Research Methodology, Pre-Installed Android App Analysis
Over the past few years, smart phones have become incredibly inexpensive, connecting millions of people to the internet for the first time. While growing connectivity is undeniably positive, some device vendors have recently come under scrutiny for harvesting user data and invasive private data collection practices.
Due to the open-source nature of the Android operating system vendors can add pre-installed apps (often called “bundled apps” or "bloatware") to mobile phones. In 2019, the first large-scale study of pre-installed software on Android devices from more than 200 vendors has shown that many of these apps come with security vulnerabilities, facilitate potentially harmful behaviours and backdoored access to sensitive data and services without user consent or awareness. The study concludes that the supply chain around Android's open source model lacks transparency.
Pre-installed apps are not available on the Google Play Store and therefore often do not receive the same level of audit. They also come with pre-accepted permissions (i.e using a custom permission to access users’ location data outside of the location services subsystem), which means that users will be unaware of the data that these apps collect. Finally, many of these apps send data to third parties, both large, and well-known companies such as Google, Facebook, Tencent and Baidu, as well as lesser known companies in the advertising and tracking ecosystem.
The objective of this ongoing research is to build on existing research and illustrate what the lack of transparency around the Android supply chain looks like in practice for a select number of low-end phones. Our goal is to draw further attention to the issue globally and to showcase how privacy threats often disproportionately affect those with limited resources. The ultimate goal is put pressure on Google and telecommunications companies to better protect the privacy and security of their users – especially those in emerging markets and with limited resources.
Acquisition of data
We used the Android Developer Bridge (ADB) to copy over any file in the APK format (Android application package) in /vendor, /system/persistent, /system/priv-app/ and /system/app.

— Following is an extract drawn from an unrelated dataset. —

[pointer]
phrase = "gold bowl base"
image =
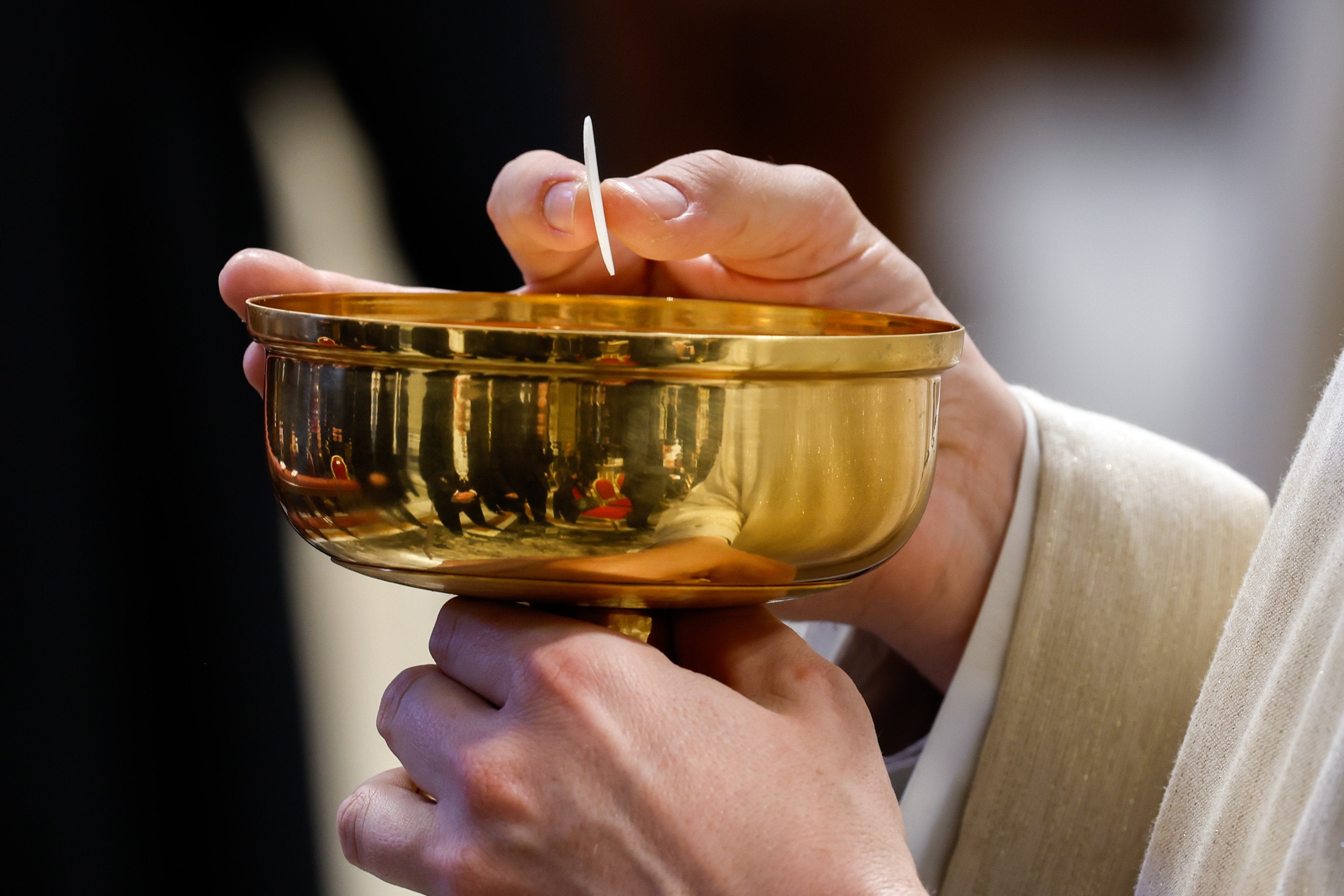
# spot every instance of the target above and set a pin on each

We also established if /data/app is populated. Finally, we extracted the certificate files in /system/etc/security/cacerts/ for later analysis. Once we have extracted the APK files we ran a minimisation process, which is intended to remove apps that exist within all versions of Android (e.g the phone dialer, the settings app, the clock etc). Even though we won't know if these have been modified, these apps are outside the scope of this research.
Extracted APK files were run through the following two processes:
• A static analysis using Exodus_Standalone by Exodus Privacy, which lists the apps’ permissions, signing certificate and integrated trackers
• If needed, a dynamic analysis of selected apps using the methodology and set up we have previously used for our apps analysis
Exodus Privacy is a tool that is designed to detect the presence of known trackers in an application without running it. An online version of the tool allows anyone to analyse applications on the Google Play Store. Exodus-Privacy/exodus-standalone is licensed under the GNU Affero General Public License v3.0, which is designed for app developers to test applications before its publication on Google Play.
Using Exodus-Privacy/exodus-standalone we conducted a static analysis of an app’s install package [APK]. Android applications are developed in JVM compatible languages like Java, Kotlin, etc. As a result, class names are readable directly in the binary file of the program without requiring decompilation. Exodus analyses APK files to find trackers, which can be identified by their own name-space. As an example, Amazon Ads library root name-space/package is com.amazon.device.ads, this library shares the com.amazon package name with other Amazon libraries. So, at this point, a tracker signature is a name-space (a package name).
The analysis generates a report that describes found code signature of trackers in the application (i.e. a piece of software meant to collect data about you or your usages, as well as permissions in the application (i.e. actions that the application can do on your phone) according to severity levels as they are defined by Google's protection levels. Google classifies some permissions as dangerous, since they “cover areas where the app wants data or resources that involve the user's private information, or could potentially affect the user's stored data or the operation of other apps”.
In relation to the certificates, in a similar manner to apps, we excluded all the certificates which are by default included within the Android operating system (we documented which ones are omitted) to establish if any additional certificates have been added by the manufacturer and/or by telcos.